9 Demerits (negative implications) of Technology transfer
- It leads to technological unemployment. This is because it usually tends to be capital intensive yet developing countries are labour abundant. The machines replace labour hence unemployment.
- It leads to emergence of private foreign monopolies. Dependence on technology transfer through multi-national corporations can easily lead to creation of monopoly tendencies. This increases consumer exploitation as private foreign monopolies restrict output and charge high prices with the aim of maximizing profits.
- It leads to rural -urban migration. Transfer of technology is usually concentrated in urban areas. This attracts people from rural areas due to better services resulting from the use of better technology hence rural urban migration and its negative consequences.
- It discourages local initiatives and the, development of appropriate technology. This is because the local investors tend to lose the creativity and copy the expensive foreign technology. This undermines the development of the local small scale industries with limited capital.
- It promotes income inequalities in the economy. Dependence on imported technology provides employment to only a few urban skilled individuals there by leading to income, inequality, For example computer experts.

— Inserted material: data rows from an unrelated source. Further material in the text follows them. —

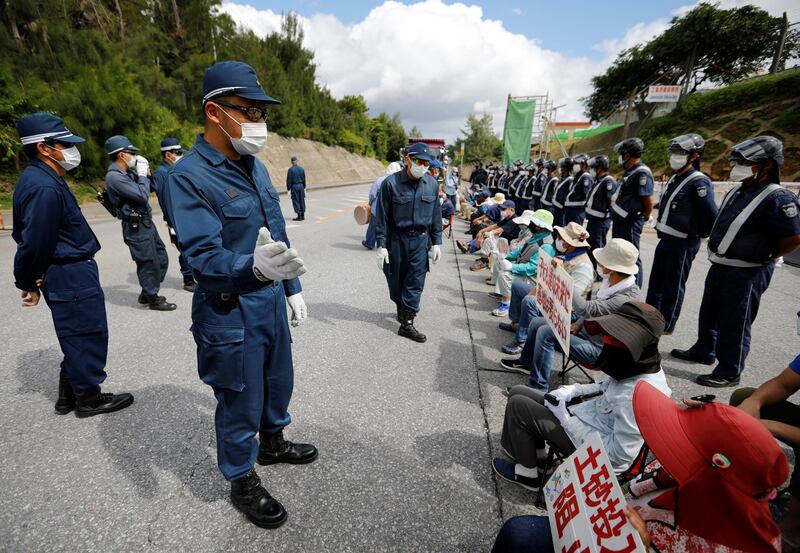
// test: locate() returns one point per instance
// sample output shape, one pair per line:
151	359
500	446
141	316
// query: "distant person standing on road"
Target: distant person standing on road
633	201
228	217
409	217
129	190
686	214
55	253
758	222
296	185
369	240
171	152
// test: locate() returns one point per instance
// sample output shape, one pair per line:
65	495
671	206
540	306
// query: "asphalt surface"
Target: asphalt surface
406	431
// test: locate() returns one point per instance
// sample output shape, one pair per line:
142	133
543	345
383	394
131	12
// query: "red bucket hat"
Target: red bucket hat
726	465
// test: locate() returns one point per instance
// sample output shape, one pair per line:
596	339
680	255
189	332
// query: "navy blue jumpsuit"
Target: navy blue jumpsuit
409	217
296	184
54	242
239	323
158	181
627	208
742	263
598	218
575	202
686	213
131	193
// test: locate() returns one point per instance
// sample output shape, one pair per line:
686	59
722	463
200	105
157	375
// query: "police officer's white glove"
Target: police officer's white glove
559	411
565	393
142	166
274	260
383	257
299	309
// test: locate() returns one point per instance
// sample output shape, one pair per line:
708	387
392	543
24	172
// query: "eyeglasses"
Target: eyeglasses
253	113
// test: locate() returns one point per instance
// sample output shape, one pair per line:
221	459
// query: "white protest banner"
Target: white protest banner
554	297
585	505
663	93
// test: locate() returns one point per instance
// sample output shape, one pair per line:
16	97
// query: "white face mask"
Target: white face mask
741	172
253	139
417	170
677	161
72	158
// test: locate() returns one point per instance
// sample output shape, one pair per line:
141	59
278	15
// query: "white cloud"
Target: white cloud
464	63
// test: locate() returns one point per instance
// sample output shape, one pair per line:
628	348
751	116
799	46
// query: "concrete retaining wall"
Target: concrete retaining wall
325	166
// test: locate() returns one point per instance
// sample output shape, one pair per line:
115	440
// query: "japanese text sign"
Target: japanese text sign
554	297
585	505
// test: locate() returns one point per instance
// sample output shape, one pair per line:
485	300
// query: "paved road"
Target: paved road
402	427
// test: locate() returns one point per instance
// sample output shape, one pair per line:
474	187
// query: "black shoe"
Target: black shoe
260	508
275	449
515	365
66	397
713	381
92	402
688	355
407	329
160	303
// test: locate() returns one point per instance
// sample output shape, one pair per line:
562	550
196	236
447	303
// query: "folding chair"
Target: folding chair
569	364
448	226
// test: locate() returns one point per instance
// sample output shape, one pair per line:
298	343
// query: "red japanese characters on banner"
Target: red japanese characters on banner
554	297
586	506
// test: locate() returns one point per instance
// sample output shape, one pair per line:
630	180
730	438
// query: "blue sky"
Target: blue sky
572	28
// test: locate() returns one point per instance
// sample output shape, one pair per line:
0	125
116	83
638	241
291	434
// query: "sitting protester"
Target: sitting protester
769	403
522	263
715	470
629	355
573	256
616	263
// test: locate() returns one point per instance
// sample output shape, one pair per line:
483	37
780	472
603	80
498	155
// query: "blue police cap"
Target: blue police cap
170	143
419	150
41	127
117	143
233	78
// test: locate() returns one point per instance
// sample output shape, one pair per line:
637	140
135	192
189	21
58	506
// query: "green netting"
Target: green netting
517	131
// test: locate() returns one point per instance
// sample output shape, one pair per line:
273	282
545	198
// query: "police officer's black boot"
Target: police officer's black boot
260	508
93	402
189	284
275	448
66	397
407	329
160	303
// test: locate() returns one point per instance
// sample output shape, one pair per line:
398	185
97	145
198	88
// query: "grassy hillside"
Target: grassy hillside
765	105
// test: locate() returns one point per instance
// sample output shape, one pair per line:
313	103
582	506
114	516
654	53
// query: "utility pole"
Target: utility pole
776	59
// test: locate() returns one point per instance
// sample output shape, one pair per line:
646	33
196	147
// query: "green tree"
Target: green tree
707	44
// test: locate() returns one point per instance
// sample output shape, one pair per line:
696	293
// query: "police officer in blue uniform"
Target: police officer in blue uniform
129	190
228	218
550	184
296	185
171	152
598	204
538	185
686	213
575	202
632	202
409	218
757	223
561	190
55	258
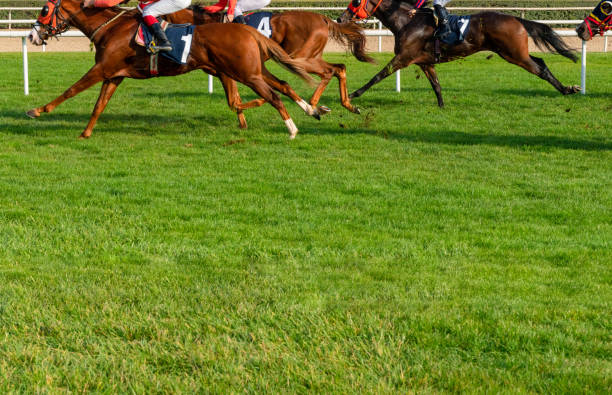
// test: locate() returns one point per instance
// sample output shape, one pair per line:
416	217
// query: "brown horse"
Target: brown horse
488	31
598	21
213	50
303	35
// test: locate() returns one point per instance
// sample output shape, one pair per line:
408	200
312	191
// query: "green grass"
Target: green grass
405	249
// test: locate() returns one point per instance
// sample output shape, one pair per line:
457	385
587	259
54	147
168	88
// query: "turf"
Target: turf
404	249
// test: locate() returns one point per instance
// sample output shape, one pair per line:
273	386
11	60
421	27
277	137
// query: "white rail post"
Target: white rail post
398	85
583	69
379	37
24	50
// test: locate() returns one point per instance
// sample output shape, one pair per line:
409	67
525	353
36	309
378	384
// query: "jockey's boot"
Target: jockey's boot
239	19
162	44
443	28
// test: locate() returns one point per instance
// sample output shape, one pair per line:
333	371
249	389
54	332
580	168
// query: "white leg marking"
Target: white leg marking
306	107
292	128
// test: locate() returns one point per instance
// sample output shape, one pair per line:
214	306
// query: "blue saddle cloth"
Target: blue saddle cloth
261	22
179	35
458	25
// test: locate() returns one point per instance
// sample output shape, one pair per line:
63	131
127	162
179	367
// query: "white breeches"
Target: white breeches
243	6
165	7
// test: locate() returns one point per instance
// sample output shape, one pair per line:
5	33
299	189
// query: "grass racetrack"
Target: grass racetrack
406	248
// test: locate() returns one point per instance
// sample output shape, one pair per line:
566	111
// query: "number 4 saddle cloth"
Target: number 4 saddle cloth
261	22
179	35
458	29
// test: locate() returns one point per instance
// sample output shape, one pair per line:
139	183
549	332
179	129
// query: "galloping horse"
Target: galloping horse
598	21
414	44
213	50
302	35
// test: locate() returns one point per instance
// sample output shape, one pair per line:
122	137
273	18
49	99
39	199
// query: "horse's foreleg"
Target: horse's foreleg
92	77
340	74
106	92
395	64
284	88
233	98
432	76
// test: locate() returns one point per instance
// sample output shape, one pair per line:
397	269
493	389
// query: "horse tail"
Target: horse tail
350	35
275	52
546	38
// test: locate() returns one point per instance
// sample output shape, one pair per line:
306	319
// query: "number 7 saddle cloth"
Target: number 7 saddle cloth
179	35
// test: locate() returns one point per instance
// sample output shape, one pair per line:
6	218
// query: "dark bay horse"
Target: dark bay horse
303	35
488	31
598	21
213	50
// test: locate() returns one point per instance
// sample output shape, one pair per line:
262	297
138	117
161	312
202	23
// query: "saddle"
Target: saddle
458	25
179	35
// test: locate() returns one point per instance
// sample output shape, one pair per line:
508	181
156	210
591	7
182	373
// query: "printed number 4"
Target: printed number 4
264	27
187	48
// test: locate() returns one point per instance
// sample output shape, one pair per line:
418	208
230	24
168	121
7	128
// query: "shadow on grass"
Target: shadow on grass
163	124
452	137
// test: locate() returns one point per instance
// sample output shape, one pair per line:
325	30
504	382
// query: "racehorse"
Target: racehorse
414	43
302	35
213	50
598	21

- It leads to unfavorable balance of payments in the economy. Technology transfer consumes the scarce foreign exchange and it leads to continuous importation of spare parts from developed countries. This forces developing countries to borrow externally hence increasing foreign exchange outflow in form debt repayment.
- It leads to profit repatriation. Technology transfer by foreign investors encourages profit repatriation as foreign investors take back the profits made to their home countries instead of re- investing them in the countries where they operate. This leads to low capital accumulation in the economy.
- It leads to over dependence of the economy on developed countries. This is in form of continued Importation of spare parts and expatriates from developed countries. This increases foreign dominance and control of the economy in terms of resources and economic decisions through direct economic dependence.
- It leads to over exploitation of resources. This is because private foreign investors may take advantage of the imported efficient technology to exploit the resources with the aim of maximizing profits. This in the long run leads to negative externalities like environmental degradation and depletion of natural resources hence failure of the economy to be self-sustaining in the long-run.